In un contesto complesso e in evoluzione costante - anche da un punto di vista di inquadramento professionale - come quello culturale, la funzione di tutorship concepita come lavoro "in team" con la Direzione didattica, i tutor coordinatori e quelli di stage, risulta essenziale per arrivare alla definizione di un portfolio dettagliato delle competenze dei corsisti, e quindi all'individuazione degli stage per la realizzazione dei progetti. È l'esperienza di Luca Monti del master in Ideazione e Progettazione di Eventi Culturali - Mec e di Ivana Vilardi del master Progettare Cultura. Interventi d'arte, cultura e design per città, imprese e territori (in collaborazione con il Poli Design di Milano), organizzati da Almed - Alta Scuola in Media, Comunicazione e Spettacolo. Anche in questo caso, grande attenzione è dedicata agli allievi, affinché realizzino gli obiettivi di apprendimento (la comprensione del committente, l'ideazione e l'elaborazione di un progetto, superando fasi di valutazione dei docenti, interne all'aula e di self-assessment). La classe si misura effettivamente con produzioni reali e incontri con committenti esterni che in alcuni casi accolgono il progetto in una realtà professionale e competitiva. 

 Molteplici dunque gli spunti ripresi e messi in discussione da Emilia Rio e da Francesco Mantovani (Finmeccanica S.p.A.) nel confronto a seguire, moderato dal Mauro Meda, su "Efficacia della formazione e professionalizzazione. Le sfide, i risultati" e dall'intervento di chiusura del professor Kaneklin. Emergono chiaramente aspetti necessari, come il fare rete e il generare innovazione, e contemporaneamente le difficoltà e le sfide determinate dall'impatto con il mondo del lavoro. Emilia Rio si riconduce alla riflessione della prof.ssa Marzotto sulla rilevanza dell'approccio individuale all'esperienza professionale; per quanta attenzione possa essere posta durante il percorso formativo, sta alla persona agire proattivamente e sapersi adeguare alle complessità e alla durezza del contesto lavorativo, particolarmente in quello attuale di prolungata crisi.  La sfida è come il master possa rispondere a questa criticità; una possibile soluzione, propone Rio, è quella di considerare, in sede di valutazione e selezione del corsista, anche i requisiti legati alle esigenze e alle specificità dalla realtà aziendale. 
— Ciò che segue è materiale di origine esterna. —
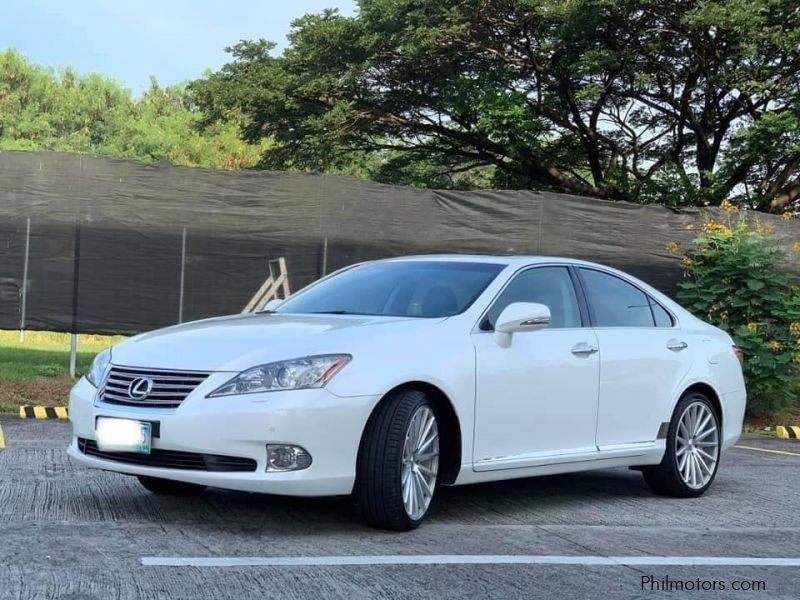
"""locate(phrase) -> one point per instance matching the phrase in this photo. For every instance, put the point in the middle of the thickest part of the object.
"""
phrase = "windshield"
(397, 289)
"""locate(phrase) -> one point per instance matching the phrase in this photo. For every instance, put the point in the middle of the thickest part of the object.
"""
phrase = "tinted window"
(550, 286)
(397, 288)
(662, 317)
(616, 303)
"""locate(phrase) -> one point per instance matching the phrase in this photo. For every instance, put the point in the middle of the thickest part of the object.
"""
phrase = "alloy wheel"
(697, 445)
(420, 462)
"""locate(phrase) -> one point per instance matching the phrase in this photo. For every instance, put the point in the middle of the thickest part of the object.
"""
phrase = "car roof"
(498, 259)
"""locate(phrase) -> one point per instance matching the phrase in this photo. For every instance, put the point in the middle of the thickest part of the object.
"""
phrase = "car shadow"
(518, 500)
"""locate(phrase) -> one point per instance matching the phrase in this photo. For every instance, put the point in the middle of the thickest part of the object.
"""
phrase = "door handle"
(677, 345)
(583, 349)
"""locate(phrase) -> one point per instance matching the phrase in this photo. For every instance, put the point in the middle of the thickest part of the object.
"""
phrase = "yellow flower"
(712, 226)
(729, 207)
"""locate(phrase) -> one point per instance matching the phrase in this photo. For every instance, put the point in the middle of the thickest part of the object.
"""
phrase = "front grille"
(167, 388)
(171, 459)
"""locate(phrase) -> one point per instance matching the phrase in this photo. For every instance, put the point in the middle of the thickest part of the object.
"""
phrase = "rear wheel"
(398, 464)
(692, 456)
(168, 486)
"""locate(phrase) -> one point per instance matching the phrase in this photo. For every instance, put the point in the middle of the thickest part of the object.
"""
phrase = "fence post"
(73, 342)
(325, 256)
(183, 276)
(24, 307)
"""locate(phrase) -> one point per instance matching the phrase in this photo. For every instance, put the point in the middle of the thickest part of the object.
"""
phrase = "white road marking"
(465, 559)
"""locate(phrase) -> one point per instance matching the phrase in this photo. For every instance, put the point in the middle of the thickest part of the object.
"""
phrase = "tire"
(170, 487)
(388, 457)
(691, 476)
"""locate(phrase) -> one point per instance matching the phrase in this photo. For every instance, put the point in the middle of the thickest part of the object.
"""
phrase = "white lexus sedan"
(387, 379)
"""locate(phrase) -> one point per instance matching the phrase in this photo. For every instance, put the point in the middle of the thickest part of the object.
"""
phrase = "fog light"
(282, 457)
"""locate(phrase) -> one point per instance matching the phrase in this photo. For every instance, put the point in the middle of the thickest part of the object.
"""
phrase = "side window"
(615, 302)
(662, 317)
(551, 286)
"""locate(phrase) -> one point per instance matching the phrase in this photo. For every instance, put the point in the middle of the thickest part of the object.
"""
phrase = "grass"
(36, 370)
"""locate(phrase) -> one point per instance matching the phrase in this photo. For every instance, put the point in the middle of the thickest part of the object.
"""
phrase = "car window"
(397, 288)
(551, 286)
(662, 317)
(616, 303)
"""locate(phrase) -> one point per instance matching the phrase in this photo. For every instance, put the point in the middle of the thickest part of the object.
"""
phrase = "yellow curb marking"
(786, 432)
(766, 450)
(44, 412)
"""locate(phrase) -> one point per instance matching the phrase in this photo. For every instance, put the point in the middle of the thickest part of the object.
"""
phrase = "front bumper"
(329, 427)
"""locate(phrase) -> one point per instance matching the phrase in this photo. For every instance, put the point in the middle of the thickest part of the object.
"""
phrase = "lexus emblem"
(140, 388)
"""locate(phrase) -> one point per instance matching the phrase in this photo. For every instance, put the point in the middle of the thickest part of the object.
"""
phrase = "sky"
(129, 40)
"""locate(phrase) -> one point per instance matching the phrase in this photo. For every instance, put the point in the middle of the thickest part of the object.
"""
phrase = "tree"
(673, 101)
(40, 109)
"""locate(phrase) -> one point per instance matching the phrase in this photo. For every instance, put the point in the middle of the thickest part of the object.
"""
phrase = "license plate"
(123, 435)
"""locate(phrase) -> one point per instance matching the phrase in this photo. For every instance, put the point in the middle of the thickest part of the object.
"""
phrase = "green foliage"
(673, 101)
(40, 109)
(737, 280)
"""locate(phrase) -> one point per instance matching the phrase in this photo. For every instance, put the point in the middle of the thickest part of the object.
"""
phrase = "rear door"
(643, 358)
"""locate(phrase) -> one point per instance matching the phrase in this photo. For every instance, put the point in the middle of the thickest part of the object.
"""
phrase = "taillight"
(739, 354)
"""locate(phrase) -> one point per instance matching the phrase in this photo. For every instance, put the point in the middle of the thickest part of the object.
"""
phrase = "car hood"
(239, 342)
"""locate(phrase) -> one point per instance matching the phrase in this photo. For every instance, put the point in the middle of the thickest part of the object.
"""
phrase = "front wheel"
(398, 462)
(693, 449)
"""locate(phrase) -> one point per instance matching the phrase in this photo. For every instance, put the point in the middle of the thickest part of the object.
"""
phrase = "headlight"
(296, 374)
(98, 369)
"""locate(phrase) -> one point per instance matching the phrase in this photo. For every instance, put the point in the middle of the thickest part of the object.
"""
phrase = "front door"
(643, 358)
(536, 399)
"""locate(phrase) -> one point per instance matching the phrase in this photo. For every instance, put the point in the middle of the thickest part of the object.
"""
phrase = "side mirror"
(272, 304)
(522, 316)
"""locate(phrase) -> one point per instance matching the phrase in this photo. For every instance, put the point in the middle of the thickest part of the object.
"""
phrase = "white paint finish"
(534, 398)
(638, 379)
(537, 407)
(470, 559)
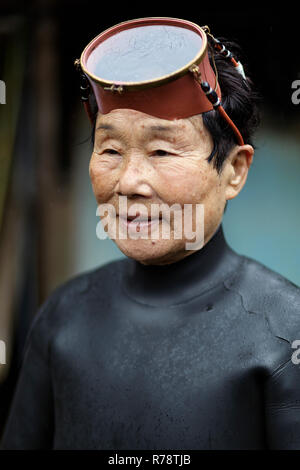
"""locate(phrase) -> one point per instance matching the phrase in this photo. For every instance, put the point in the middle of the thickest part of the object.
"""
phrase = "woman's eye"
(111, 152)
(161, 153)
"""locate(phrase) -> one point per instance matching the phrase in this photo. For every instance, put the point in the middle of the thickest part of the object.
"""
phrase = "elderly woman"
(184, 344)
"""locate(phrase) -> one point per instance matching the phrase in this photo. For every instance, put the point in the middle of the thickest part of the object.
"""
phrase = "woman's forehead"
(135, 121)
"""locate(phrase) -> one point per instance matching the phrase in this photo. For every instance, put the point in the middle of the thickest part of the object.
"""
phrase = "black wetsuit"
(192, 355)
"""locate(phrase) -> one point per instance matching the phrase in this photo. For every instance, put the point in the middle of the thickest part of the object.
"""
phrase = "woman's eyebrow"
(160, 128)
(106, 127)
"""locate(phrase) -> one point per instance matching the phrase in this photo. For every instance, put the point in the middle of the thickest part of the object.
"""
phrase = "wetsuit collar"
(175, 283)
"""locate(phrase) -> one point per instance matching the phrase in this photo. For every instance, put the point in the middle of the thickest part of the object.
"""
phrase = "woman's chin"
(148, 251)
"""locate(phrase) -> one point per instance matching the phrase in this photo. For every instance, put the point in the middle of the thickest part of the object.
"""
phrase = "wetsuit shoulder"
(265, 291)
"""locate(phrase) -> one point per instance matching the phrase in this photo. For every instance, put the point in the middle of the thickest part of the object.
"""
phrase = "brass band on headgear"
(159, 66)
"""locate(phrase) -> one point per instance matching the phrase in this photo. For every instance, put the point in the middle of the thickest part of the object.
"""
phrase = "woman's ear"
(239, 162)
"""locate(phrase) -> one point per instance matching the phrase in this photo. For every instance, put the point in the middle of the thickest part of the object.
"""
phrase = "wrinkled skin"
(154, 161)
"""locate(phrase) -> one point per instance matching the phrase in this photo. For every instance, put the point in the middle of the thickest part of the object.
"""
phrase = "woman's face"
(140, 162)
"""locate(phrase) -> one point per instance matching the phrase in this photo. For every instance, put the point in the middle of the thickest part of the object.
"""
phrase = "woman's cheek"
(103, 179)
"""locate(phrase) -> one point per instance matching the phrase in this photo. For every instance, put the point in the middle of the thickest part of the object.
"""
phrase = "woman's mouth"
(138, 223)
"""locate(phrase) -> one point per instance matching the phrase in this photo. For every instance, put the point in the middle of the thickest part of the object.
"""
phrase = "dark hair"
(239, 99)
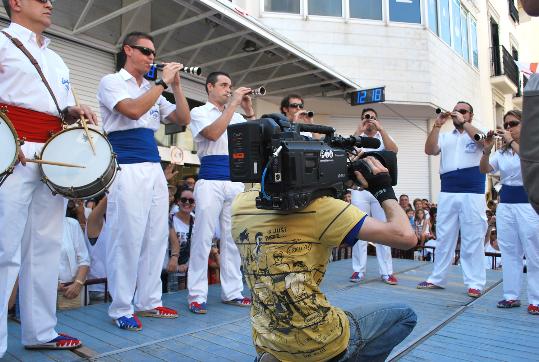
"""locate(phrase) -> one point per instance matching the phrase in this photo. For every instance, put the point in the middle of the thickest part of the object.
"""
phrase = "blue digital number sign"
(366, 96)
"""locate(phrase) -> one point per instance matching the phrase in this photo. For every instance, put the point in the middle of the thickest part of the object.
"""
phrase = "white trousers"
(31, 231)
(213, 204)
(467, 212)
(364, 201)
(137, 237)
(518, 235)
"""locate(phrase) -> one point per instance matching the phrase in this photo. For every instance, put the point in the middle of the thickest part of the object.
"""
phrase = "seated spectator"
(96, 244)
(404, 202)
(189, 181)
(173, 207)
(347, 196)
(176, 261)
(421, 227)
(410, 213)
(214, 263)
(491, 246)
(74, 265)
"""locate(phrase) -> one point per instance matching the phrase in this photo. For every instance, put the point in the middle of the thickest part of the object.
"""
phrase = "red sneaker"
(159, 312)
(533, 309)
(474, 293)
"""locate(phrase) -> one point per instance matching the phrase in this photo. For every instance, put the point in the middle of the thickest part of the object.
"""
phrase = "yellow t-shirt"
(284, 257)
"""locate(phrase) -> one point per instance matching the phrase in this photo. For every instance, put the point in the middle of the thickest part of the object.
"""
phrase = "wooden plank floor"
(450, 326)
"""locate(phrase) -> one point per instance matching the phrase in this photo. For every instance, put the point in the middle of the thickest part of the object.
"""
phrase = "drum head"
(72, 146)
(8, 146)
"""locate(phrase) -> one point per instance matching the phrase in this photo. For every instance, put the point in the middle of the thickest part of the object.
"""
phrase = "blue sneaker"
(129, 323)
(357, 277)
(198, 308)
(63, 341)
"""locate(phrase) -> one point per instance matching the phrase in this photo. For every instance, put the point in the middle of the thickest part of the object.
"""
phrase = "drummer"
(31, 218)
(137, 210)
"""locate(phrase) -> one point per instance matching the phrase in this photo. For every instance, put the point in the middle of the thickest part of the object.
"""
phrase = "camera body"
(292, 169)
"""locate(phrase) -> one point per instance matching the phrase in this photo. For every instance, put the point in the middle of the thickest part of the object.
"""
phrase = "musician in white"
(31, 218)
(370, 126)
(516, 221)
(137, 205)
(461, 204)
(215, 192)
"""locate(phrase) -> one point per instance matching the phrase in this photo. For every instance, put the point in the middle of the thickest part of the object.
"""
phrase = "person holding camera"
(461, 204)
(293, 107)
(214, 191)
(370, 126)
(285, 256)
(516, 221)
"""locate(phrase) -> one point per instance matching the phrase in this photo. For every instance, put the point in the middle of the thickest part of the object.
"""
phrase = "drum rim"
(113, 162)
(4, 116)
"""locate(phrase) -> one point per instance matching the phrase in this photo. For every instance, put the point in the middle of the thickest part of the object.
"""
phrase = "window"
(405, 11)
(445, 25)
(455, 26)
(433, 16)
(366, 9)
(325, 7)
(464, 34)
(473, 40)
(282, 6)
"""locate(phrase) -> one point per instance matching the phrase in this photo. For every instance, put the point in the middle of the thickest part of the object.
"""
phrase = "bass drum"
(72, 146)
(9, 146)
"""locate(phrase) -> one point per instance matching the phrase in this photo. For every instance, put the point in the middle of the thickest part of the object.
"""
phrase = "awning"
(212, 34)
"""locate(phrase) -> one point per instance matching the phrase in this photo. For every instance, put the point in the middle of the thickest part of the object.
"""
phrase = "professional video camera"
(294, 169)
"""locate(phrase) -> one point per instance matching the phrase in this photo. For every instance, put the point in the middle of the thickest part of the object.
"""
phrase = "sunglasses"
(296, 105)
(510, 124)
(185, 200)
(143, 50)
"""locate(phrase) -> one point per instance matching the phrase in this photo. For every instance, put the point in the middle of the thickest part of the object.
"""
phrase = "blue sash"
(513, 195)
(134, 145)
(214, 167)
(465, 180)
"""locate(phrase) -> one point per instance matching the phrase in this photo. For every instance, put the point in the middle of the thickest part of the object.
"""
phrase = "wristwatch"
(161, 82)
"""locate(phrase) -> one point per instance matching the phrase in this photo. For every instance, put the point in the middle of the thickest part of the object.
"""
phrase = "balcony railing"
(502, 63)
(513, 11)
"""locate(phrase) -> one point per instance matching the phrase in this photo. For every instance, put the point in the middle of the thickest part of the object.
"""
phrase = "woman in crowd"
(421, 227)
(74, 264)
(181, 227)
(516, 221)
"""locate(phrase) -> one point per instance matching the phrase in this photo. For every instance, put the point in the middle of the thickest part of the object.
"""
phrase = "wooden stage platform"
(451, 326)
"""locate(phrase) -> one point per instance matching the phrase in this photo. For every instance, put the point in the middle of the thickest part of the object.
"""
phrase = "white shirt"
(377, 135)
(74, 251)
(20, 83)
(458, 151)
(203, 116)
(508, 164)
(116, 87)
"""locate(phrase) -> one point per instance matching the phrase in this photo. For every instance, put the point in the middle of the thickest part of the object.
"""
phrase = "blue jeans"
(375, 329)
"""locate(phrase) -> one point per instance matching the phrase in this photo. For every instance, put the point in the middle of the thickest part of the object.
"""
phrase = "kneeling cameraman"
(284, 257)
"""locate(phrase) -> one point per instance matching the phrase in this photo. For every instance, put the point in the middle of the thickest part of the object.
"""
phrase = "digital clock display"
(366, 96)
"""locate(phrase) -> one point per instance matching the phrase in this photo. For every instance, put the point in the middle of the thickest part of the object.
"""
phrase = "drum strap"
(34, 62)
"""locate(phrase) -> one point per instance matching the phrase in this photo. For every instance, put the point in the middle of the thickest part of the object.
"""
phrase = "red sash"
(31, 125)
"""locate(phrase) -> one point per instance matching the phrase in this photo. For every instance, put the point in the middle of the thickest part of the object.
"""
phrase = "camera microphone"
(368, 142)
(315, 128)
(479, 136)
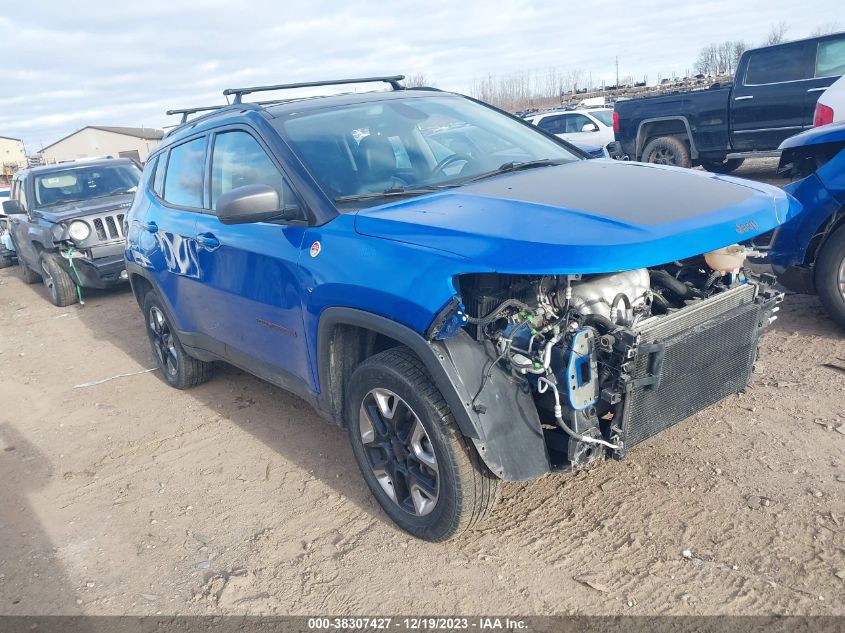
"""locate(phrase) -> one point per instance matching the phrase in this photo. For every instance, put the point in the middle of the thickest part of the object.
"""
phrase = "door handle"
(208, 240)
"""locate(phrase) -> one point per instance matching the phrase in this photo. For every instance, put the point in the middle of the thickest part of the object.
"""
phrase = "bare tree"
(777, 33)
(418, 80)
(707, 61)
(826, 29)
(720, 59)
(739, 47)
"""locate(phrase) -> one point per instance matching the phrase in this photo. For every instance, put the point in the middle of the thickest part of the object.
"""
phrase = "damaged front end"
(605, 360)
(90, 249)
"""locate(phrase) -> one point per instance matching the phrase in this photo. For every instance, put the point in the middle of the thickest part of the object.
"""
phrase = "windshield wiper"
(393, 192)
(516, 166)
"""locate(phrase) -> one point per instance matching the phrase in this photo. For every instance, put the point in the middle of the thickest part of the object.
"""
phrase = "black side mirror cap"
(12, 207)
(252, 203)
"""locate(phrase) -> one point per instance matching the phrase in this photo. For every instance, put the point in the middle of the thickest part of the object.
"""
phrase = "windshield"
(605, 116)
(412, 145)
(77, 184)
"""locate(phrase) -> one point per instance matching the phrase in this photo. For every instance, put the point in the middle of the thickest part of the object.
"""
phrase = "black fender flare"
(640, 142)
(504, 425)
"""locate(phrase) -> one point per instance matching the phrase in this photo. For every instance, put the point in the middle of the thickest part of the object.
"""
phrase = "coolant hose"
(563, 425)
(623, 298)
(495, 313)
(599, 321)
(662, 278)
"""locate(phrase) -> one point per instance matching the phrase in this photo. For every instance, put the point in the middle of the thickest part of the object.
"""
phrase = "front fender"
(792, 239)
(504, 425)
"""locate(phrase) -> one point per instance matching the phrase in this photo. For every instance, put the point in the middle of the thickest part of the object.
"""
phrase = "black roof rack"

Per Mantovani, il prezzo della "non trasfigurazione" è l'unemployment; l'apporto dell'allievo è imprescindibile quindi, in termini di impegno, resilienza e motivazione. L'apprendimento deve essere continuativo, a maggior ragione in realtà di grandi dimensioni e di livello internazionale come quella di Finmeccanica, che propone corsi al proprio interno, anche per figure senior che incontrano maggiore difficoltà nel porsi in ascolto e tralasciare l'autoreferenzialità per migliorare la performance di un team di lavoro. Torna la criticità del passaggio dall'insegnamento all'apprendimento, che per essere risolta richiederebbe il supporto di figure precise (Mentor, Training Manager e Subject Matter Manager). Il professor Kaneklin parla dell'«agire organizzato» di tutor, coordinatori, docenti e allievi per sviluppare un sistema di relazioni attorno a un obiettivo atteso e facilitare il trasferimento trasmissione/apprendimento.

La sfida è aperta, ma il contributo di e la cooperazione tra tutti gli attori coinvolti, attraverso, per esempio, la condivisione di strumenti di measurement e di temi tra Università e mondo aziendale, la responsabilizzazione, il porsi in ascolto e il saper dare il proprio contributo proattivo da parte dell'allievo, permettono di immaginare soluzioni che rinnovino e rendano sempre più realizzabile in termini quantitativi e qualitativi, la "pretesa" alla base del percorso di master: sapere, saper(si) cambiare, saper interpretare, affrontare, ma anche determinare e anticipare le complessità del mondo del lavoro, attraverso una evoluzione personale continua e parallela.